Usina Santa Fé é obrigada a pagar salários aos cortadores. Para Ministério Público do Trabalho, caso abre precedente que pode ajudar a reduzir acidentes e mortes no setor.
O Tribunal Regional de Trabalho de Campinas (SP) confirmou em segunda instância que a usina de cana-de-açúcar Santa Fé será obrigada a substituir o sistema de pagamento por produção pelo pagamento de salários. A sentença foi proferida pelo desembargador Hélio Grasselli e reforça o posicionamento tomado em outubro de 2012 pela Justiça do Trabalho em Matão (SP), no caso que é considerado o primeiro em que uma usina foi impedida de vincular a remuneração paga aos cortadores à quantidade de cana colhida por eles. A empresa está localizada no município de Nova Europa, região de Araraquara no interior de São Paulo. A Repórter Brasil tentou ouvir a usina, mas não conseguiu obter um posicionamento.
Rafael Gomes, o procurador do MPT (Ministério Público do Trabalho) que ajuizou a ação, qualifica o resultado como histórico: “É a primeira decisão do gênero no país, e coincide com expectativas existentes há várias décadas quanto à necessidade de ser abolido o pagamento por produção no corte manual de cana.”

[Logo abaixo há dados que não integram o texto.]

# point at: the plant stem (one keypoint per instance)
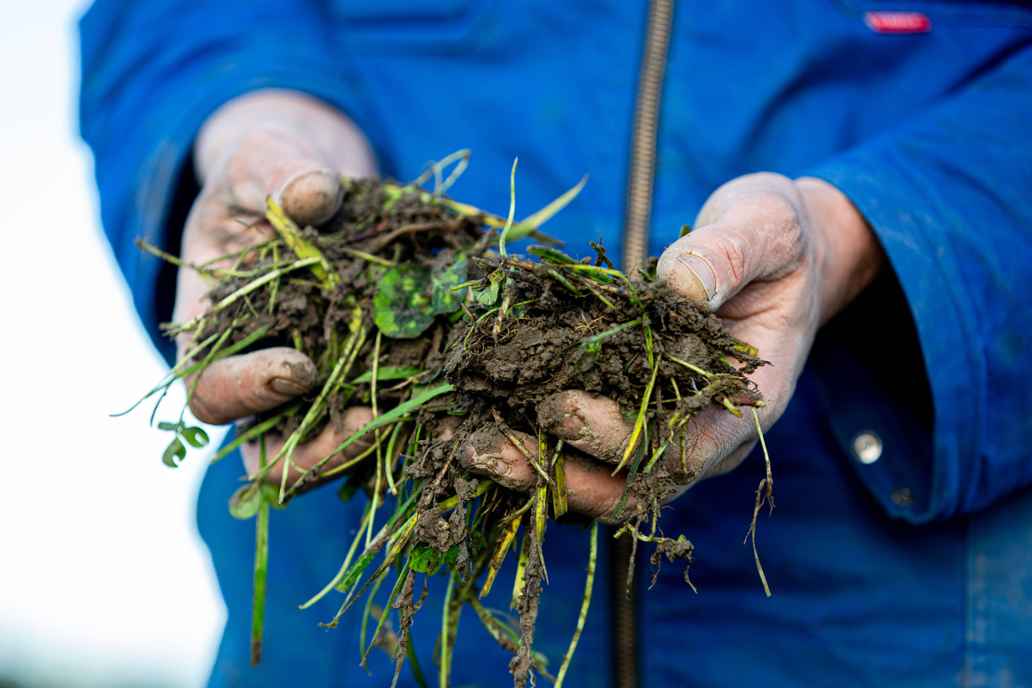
(592, 556)
(260, 571)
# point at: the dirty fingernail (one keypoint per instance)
(556, 416)
(703, 273)
(287, 386)
(312, 197)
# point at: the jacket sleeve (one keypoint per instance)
(152, 72)
(948, 194)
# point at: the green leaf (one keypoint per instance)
(418, 399)
(402, 306)
(195, 436)
(488, 296)
(410, 296)
(270, 493)
(388, 372)
(349, 488)
(425, 559)
(445, 298)
(245, 502)
(534, 222)
(350, 579)
(174, 454)
(550, 255)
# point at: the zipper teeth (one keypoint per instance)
(641, 182)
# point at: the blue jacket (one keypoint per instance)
(914, 569)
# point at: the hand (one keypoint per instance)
(774, 259)
(295, 149)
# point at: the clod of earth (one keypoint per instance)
(408, 305)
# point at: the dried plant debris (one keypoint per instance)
(409, 302)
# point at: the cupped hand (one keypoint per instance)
(774, 259)
(294, 149)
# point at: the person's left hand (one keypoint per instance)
(774, 259)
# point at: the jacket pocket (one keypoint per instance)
(382, 26)
(952, 13)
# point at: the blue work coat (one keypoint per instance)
(910, 569)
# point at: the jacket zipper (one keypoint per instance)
(636, 230)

No recurso à decisão em primeira instância, a empresa questionou a legitimidade da sentença e alegou “prejuízo diante da concorrência”, argumentando que outras empresas não estavam sujeitas ao mesmo juízo. A esse respeito, o procurador Rafael Gomes afirmou que o precedente favorece a abertura de ações civis públicas de caráter similar contra outras usinas em São Paulo e outros estados, e questionou a lógica por trás do raciocínio. “Se você reconhece que utilizar o salário por produção dá a determinadas empresas vantagem econômica, fica evidente que tal vantagem está sendo obtida através da exploração do trabalhador”, afirma.

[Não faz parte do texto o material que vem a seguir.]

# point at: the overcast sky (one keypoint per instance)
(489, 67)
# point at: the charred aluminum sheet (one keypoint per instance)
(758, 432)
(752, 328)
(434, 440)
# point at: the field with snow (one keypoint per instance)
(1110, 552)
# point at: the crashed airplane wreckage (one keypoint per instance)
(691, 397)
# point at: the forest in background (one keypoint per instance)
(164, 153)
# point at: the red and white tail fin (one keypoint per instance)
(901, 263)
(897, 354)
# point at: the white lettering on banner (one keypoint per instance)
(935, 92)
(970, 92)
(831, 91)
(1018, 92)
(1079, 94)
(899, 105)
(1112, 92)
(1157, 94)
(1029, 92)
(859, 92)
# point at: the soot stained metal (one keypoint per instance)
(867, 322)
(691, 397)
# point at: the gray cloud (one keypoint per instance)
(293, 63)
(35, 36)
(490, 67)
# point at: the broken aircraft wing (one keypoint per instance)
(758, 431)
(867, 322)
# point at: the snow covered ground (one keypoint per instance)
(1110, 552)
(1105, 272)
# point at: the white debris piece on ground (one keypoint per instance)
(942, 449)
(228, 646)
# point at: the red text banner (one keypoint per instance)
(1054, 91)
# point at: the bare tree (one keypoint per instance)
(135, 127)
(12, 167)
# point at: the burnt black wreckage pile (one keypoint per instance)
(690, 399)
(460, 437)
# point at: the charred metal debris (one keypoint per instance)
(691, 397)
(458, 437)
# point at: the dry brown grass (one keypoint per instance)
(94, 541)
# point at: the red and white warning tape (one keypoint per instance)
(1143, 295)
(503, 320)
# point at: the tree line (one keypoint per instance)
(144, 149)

A empresa pode recorrer da decisão em segunda instância ao Tribunal Superior do Trabalho em até 180 dias, limite para que a decisão seja cumprida. Se após o prazo, a empresa descumprir a determinação, está sujeita a multa de R$ 1.500 por trabalhador, a cada mês de descumprimento. A decisão favorece a regulação das condições de trabalho no setor, onde as notícias de morte e acidentes relacionados ao pagamento por produção têm sido discutidas por pesquisadores há décadas.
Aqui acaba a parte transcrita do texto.